Voters in Michigan sent a clear message to the state on a proposed sales tax increase in a May 5th election. A whopping 85% of voters rejected the measure! Had it been approved, Proposal 1 would have gained Michigan an estimated $2 billion in additional taxes. While this proposed tax increase was intended for road repairs, there were a lot of bells and whistles attached making it seem more like a politicians money grab. In many precincts this was the only proposal on the ballot, presented in a typically low voter turnout May election.
Besides raising the sales tax from 6% to 7%, the bells and whistles on Proposal 1 included: 1. Increased automobile registration fees (no specifics were included) 2. Increased gas and use taxes, and changes in how they are collected 3. Increases to the School Aid Fund 4. Expansion of the school aid fund to community colleges (but not four year colleges), and finally 5. Increases to the earned income tax credit. Somebody was sure to be happy with all this new found wealth, but likely not Michigan drivers.

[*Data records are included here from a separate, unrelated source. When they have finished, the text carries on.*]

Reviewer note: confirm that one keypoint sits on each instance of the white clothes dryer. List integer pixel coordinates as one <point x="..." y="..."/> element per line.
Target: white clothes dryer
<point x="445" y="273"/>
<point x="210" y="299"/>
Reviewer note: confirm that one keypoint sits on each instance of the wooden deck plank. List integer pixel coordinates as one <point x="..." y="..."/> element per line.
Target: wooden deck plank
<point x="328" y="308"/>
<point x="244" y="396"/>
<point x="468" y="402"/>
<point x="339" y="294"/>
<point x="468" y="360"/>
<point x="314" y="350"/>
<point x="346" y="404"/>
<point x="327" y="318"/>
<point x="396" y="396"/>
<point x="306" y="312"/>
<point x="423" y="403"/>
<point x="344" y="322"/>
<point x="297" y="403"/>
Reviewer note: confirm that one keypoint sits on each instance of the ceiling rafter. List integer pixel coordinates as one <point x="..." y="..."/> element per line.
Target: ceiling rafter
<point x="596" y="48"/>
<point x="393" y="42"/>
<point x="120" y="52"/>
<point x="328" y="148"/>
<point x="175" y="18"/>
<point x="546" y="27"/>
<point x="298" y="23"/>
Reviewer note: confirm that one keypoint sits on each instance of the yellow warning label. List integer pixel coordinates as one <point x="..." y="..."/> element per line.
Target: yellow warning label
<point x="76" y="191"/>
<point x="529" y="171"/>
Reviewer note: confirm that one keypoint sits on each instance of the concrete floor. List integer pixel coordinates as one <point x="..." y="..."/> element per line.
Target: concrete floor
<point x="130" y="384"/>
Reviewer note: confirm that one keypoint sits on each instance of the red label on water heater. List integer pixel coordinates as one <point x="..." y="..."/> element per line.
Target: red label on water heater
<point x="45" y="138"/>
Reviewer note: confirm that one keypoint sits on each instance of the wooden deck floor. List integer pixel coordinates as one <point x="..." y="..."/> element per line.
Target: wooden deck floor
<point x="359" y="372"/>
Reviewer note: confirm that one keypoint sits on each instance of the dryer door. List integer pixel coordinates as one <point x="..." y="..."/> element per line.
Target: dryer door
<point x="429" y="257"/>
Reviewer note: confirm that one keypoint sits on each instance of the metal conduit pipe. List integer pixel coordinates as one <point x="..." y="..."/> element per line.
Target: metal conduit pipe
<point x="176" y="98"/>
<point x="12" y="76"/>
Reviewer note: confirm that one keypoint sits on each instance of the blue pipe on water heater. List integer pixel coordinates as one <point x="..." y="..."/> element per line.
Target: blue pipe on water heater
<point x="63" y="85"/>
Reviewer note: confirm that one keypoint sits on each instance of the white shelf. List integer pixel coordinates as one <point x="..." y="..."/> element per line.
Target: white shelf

The roads in Michigan should be the best in nation based on the high taxes and fees Michigan residents currently pay for driving in their state.
An organization identified as Safe Roads Yes! distributed a bulk mail flyer touting the proposal as being “what is best for Michigan” and “a way to attract more jobs.” It would seem that the roads in Michigan are in such bad shape that commerce is being lost, equaling less jobs. The flyer quotes another source indicating that “Michigan would fall into further decline without this measure being passed.” It’s also interesting to note that one of the heavily emphasized benefits of this proposal is that road builders would be required to warranty their work. Who knew this was such a problem in the first place? Does the state already make a practice of hiring companies that refuse to guarantee their work? Is this why Michigan’s roads are in such bad shape? Actually, the real the question in all of this is whether or not Michigan’s roads are really that bad in the first place. There were major road and freeway construction projects going on all over the state last summer.
It would almost seem this measure was smoke and mirrors to pay for President Obama’s plan to offer “free” community college. Michigan’s Governor Rick Snyder, who has hinted at a presidential run, supported the money grabbing measure.
Michigan residents made it very clear they were not up for getting duped on this government overreach. Way to go, Michigan voters!